Ensure You Have the Appropriate Legal Status

It is important to make sure that you are fully empowered to make decisions on behalf of your loved one with Alzheimer’s. Your relationship status with the patient may not be enough to legally give you access to your loved one's medical information. It is a good idea to talk to an expert about securing special legal status, such as Power of Attorney (POA), a legal document that allows an individual to name someone as their decision maker should they no longer be able to make decisions on their own.

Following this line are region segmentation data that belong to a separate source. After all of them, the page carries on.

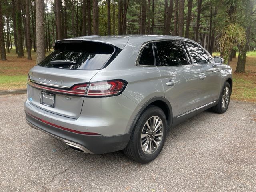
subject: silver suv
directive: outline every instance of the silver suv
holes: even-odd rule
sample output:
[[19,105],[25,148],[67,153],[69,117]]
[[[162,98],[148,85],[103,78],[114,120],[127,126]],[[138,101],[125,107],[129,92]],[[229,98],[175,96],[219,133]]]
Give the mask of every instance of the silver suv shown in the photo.
[[188,39],[89,36],[54,49],[29,72],[26,118],[77,151],[146,163],[172,127],[228,106],[231,68]]

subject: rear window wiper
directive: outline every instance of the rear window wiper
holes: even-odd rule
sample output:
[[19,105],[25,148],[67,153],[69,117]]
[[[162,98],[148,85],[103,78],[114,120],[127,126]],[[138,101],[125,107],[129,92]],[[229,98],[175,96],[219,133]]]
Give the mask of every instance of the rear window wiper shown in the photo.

Gather and Organize the Medical Records in One Place

It’s important to have all of your loved one’s medical records together in one spot. This makes it much easier for you and your loved one’s physicians to accurately map the patient’s medical journey and more easily share information between doctors. Fortunately, tools exist to make record management and access simple. A free resource like PicnicHealth helps you collect and organize all of this information. PicnicHealth’s intuitive timeline allows you to pinpoint data across the medical history, eliminating your need for keeping heavy binders filled with paper records or keeping track of multiple software portal logins.

Review the Medical Records to be an Informed Advocate

The better you understand your loved one's medical history, the better you can advocate on their behalf. Access and understanding of this information will help you to ask informed questions with physicians. Through regular communication backed by the data in the medical records, you can help your loved one’s care team develop a more successful care plan.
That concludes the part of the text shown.